6. The weeks that followed
So, here we were, two weeks of grace, your first two weeks is given as a grace period during which you should be taught all you need to know. The two weeks of grace were filled a lot activities like learning how to wash and starch khaki, starting with our khaki ojebs, how to polish and shine boots, how to use a boot rag, how to serve different punishments, which weren’t called punishment but job (please note anywhere you see ‘job’ from now in this blog it actually means a form of punishment), we learnt different jobs like planting, langa, monkey crawl, air force wine, agama lizard, forward roll, hunching, hanging, press ups, hanging on your knuckles, etc, we learnt how to cover up in threes, we learnt we are not allowed to walk, as a clown you double (jog) from point A to point B, we got to know our classes, got to understand the rules of eating in the dining hall like gentlemen, learnt how to sit up and sit easy, learnt some slangs like azwire (as you were), we learnt so many things within these 2 weeks of grace, one thing was conspicuously absent from the two weeks of grace though – GRACE, it was supposed to be a two weeks of grace but grace was nowhere to be found during the period, we bought job after job, and served job after job.

We had adapted to our new surroundings quickly, we knew how to plant and azwire within seconds, how to sit up when a senior enters the dining hall, how to pay compliments when a senior passes, when on a parade how to say the right word of command to pay compliments, it involves standing at attention and then standing at ease, the usual way was ‘squad squad shun, squad stand at ease, squad shun’, but you would mostly here different versions, sounding more like ‘sko sko chan, sko stindad ice, sko chan’. Well, each day crept by and our theoretical two weeks of grace filtered away, JS2 boys now had total freedom to destroy anything hanging only ‘one bar’, we hadn’t been issued uniforms and boots so we had to wear our house wear always, they had to be neat, ironed and sometimes even starched for parade.
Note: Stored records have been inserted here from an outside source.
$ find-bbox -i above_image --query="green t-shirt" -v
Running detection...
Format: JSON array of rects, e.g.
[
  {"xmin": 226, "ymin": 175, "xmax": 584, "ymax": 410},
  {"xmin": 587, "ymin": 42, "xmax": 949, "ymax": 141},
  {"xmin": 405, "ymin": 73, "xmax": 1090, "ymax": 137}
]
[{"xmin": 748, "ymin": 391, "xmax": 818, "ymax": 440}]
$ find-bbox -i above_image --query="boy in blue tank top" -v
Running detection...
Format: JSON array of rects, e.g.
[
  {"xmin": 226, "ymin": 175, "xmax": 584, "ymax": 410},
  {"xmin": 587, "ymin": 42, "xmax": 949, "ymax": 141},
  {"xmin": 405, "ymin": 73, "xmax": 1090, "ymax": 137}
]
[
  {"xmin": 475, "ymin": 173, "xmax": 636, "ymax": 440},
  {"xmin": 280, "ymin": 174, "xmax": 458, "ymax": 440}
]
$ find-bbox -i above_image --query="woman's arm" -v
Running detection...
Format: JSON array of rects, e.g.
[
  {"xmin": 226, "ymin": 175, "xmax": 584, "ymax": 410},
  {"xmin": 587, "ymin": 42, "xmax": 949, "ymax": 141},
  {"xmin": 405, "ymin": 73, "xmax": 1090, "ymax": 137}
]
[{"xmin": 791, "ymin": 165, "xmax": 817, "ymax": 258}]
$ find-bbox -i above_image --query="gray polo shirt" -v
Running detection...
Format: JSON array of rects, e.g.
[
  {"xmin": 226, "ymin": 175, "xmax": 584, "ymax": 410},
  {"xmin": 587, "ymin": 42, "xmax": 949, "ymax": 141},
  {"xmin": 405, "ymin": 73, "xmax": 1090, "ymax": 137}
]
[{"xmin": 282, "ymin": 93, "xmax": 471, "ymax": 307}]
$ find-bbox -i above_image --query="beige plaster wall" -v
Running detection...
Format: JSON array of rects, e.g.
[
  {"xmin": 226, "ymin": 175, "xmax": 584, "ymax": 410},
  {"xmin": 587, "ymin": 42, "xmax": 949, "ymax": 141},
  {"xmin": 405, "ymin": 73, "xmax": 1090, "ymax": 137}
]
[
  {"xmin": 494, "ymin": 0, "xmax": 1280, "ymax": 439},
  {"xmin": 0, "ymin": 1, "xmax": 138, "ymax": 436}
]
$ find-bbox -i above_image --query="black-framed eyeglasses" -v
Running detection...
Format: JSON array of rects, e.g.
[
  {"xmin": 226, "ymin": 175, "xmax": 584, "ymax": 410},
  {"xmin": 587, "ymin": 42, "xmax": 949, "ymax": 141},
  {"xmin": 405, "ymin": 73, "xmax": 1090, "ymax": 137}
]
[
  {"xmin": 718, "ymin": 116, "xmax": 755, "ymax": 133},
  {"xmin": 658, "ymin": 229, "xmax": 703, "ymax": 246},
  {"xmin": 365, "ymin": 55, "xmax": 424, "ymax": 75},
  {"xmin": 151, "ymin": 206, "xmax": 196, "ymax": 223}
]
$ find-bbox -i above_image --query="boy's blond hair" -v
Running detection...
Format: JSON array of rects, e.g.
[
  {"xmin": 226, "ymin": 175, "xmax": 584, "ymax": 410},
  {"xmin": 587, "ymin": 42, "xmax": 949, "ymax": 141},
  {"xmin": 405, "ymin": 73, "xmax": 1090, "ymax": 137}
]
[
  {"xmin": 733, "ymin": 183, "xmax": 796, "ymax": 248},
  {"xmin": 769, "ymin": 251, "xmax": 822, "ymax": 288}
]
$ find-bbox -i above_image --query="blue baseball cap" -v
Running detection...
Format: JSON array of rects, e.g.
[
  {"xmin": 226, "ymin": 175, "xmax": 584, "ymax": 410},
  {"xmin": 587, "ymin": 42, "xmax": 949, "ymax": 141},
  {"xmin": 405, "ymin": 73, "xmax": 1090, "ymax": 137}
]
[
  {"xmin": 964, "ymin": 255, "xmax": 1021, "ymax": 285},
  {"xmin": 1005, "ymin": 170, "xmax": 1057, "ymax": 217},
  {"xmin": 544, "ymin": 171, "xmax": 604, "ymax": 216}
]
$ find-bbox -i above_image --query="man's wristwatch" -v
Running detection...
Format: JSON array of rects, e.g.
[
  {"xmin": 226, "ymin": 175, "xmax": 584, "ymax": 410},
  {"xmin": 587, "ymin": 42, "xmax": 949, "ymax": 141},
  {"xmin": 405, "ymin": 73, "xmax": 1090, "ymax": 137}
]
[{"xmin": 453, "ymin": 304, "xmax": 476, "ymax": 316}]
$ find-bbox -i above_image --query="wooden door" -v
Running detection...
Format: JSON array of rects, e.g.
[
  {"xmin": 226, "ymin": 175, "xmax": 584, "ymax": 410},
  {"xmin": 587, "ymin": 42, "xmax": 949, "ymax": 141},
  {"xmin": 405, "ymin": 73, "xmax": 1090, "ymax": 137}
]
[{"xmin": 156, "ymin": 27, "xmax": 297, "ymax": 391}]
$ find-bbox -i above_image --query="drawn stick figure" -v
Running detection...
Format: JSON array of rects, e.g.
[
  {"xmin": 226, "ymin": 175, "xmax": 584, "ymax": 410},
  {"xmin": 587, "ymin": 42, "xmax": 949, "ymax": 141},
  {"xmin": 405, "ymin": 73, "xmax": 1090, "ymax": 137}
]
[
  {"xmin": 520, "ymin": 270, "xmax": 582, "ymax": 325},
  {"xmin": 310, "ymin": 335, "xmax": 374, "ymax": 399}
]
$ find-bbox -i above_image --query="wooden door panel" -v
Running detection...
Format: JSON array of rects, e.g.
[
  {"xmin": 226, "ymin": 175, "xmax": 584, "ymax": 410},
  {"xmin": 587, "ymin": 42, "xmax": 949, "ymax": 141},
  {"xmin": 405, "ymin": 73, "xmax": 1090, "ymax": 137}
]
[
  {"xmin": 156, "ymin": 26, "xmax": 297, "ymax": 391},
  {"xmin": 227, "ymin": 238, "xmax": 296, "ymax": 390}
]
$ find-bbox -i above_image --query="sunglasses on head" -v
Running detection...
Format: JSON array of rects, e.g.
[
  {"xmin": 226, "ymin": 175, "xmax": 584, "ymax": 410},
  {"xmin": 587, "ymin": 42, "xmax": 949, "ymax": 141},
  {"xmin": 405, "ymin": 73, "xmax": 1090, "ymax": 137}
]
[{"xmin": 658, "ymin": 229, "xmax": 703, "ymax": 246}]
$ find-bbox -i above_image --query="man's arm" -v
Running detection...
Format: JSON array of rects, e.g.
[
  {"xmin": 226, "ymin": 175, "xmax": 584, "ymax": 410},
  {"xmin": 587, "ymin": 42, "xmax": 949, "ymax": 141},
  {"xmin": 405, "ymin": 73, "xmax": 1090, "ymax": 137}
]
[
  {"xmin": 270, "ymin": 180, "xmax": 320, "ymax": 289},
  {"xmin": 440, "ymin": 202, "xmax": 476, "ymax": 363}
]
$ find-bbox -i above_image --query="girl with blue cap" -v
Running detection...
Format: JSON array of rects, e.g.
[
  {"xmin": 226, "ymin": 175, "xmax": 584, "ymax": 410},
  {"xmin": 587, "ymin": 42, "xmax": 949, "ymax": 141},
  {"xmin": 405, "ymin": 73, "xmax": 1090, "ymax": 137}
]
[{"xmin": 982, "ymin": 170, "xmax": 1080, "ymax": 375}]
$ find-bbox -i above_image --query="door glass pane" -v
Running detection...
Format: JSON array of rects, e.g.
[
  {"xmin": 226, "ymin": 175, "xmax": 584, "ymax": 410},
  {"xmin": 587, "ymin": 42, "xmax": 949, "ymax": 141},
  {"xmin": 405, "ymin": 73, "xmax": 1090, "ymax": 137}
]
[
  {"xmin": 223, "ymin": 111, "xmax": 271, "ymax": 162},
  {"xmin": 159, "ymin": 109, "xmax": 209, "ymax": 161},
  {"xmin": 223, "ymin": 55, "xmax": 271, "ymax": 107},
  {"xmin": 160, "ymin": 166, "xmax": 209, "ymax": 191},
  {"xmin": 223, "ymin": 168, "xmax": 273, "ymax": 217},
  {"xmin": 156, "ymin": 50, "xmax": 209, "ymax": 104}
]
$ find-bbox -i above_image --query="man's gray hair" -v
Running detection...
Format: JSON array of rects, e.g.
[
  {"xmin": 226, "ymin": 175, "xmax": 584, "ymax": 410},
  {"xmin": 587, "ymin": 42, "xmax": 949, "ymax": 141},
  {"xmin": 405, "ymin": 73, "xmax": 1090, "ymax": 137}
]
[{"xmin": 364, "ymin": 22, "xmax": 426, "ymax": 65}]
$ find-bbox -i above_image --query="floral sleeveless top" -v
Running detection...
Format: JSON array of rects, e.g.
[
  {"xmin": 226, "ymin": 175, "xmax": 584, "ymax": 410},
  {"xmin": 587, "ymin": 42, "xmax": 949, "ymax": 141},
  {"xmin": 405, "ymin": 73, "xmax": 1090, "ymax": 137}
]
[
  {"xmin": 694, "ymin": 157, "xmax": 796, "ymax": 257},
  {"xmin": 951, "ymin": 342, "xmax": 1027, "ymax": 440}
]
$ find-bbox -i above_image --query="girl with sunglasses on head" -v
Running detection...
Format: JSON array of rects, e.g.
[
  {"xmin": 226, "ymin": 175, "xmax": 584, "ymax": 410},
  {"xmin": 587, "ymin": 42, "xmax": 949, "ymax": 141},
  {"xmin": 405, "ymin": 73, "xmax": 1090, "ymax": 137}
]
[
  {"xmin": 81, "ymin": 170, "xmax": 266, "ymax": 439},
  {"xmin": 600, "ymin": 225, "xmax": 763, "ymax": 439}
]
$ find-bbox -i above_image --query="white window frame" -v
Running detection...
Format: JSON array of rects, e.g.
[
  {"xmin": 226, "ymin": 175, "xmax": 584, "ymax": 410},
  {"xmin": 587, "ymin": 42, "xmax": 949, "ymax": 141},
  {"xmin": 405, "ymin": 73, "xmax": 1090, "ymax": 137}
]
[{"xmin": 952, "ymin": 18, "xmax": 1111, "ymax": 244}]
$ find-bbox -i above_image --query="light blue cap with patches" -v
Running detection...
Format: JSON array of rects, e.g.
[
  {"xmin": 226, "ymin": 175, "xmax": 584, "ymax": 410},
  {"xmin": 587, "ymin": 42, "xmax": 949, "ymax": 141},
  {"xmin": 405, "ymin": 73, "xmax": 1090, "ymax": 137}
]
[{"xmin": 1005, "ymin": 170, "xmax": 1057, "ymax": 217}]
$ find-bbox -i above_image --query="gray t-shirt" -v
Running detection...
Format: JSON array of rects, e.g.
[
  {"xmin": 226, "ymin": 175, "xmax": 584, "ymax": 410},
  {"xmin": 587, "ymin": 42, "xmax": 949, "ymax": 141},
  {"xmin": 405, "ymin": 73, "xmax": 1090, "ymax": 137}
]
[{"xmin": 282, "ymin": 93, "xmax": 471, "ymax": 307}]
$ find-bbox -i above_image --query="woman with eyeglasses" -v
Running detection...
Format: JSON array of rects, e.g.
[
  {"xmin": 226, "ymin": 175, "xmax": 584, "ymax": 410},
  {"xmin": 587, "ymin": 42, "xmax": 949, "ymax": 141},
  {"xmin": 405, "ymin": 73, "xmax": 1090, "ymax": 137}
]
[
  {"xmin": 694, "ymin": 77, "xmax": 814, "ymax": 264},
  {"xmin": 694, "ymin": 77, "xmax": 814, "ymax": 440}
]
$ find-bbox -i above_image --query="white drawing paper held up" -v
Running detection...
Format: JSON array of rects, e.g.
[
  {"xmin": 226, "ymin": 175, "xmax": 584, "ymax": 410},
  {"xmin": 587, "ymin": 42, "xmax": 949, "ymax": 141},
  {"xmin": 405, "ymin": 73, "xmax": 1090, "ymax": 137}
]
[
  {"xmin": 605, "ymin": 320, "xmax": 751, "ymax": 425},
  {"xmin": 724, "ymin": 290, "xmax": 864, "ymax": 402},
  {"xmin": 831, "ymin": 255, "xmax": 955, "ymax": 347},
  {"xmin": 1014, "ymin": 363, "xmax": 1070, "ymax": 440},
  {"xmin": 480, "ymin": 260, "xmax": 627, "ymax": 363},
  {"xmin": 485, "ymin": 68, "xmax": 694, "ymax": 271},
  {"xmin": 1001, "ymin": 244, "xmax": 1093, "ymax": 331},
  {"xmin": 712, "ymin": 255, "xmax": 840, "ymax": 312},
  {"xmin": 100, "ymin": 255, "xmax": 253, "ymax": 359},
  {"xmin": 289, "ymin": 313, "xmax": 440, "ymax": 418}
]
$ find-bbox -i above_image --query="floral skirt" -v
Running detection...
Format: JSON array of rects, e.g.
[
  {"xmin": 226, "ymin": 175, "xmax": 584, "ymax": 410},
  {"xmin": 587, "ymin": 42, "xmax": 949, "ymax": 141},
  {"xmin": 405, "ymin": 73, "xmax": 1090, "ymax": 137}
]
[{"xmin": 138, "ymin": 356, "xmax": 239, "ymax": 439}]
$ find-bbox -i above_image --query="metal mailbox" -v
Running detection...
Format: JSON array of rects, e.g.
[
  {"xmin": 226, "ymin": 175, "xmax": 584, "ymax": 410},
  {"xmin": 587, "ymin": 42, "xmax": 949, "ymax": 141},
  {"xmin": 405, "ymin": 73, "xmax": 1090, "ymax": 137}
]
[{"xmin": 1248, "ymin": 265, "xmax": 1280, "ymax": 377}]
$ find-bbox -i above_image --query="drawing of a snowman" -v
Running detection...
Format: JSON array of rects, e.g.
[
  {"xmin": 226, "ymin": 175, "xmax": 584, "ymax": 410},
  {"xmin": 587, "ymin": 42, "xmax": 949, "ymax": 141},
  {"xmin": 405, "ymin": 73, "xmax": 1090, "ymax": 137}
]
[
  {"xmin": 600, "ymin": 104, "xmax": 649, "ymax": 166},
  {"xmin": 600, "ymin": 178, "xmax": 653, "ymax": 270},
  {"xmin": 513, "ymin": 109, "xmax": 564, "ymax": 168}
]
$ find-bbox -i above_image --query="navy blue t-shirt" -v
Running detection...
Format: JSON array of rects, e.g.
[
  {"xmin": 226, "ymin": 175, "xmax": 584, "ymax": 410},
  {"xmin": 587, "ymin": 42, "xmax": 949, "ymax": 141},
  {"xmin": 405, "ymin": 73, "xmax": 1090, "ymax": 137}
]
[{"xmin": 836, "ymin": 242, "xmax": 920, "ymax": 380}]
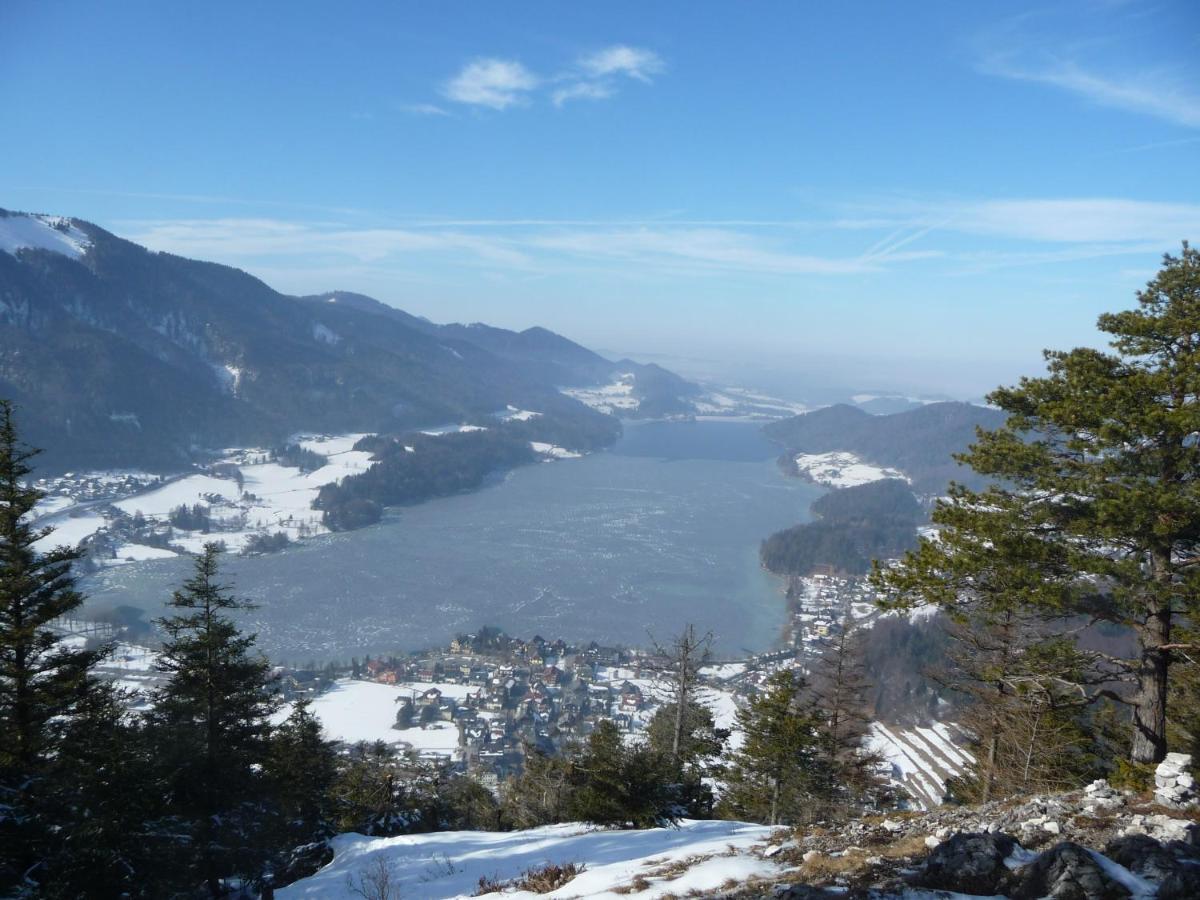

By now I knew the ‘sit on your head’, ‘forward roll’ and ‘press up’ that Deji had taught me was in no way easy, life was tough.

One quiet evening, we heard there was trouble, a JS1 boy just resumed and was not aware of what AFMS was about, he wasn’t used to anybody talking to him rudely, he was approached and talked to rudely by a JS2 boy who was shorter than he was, and what did he do? He slapped the JS2 boy… OMG, heaven was going to fall, who is the JS1 boy, his name is Tosin Adeta, we heard we were in trouble, they had placed all JS1 boys on contact putty, we had ‘bought it’ big time.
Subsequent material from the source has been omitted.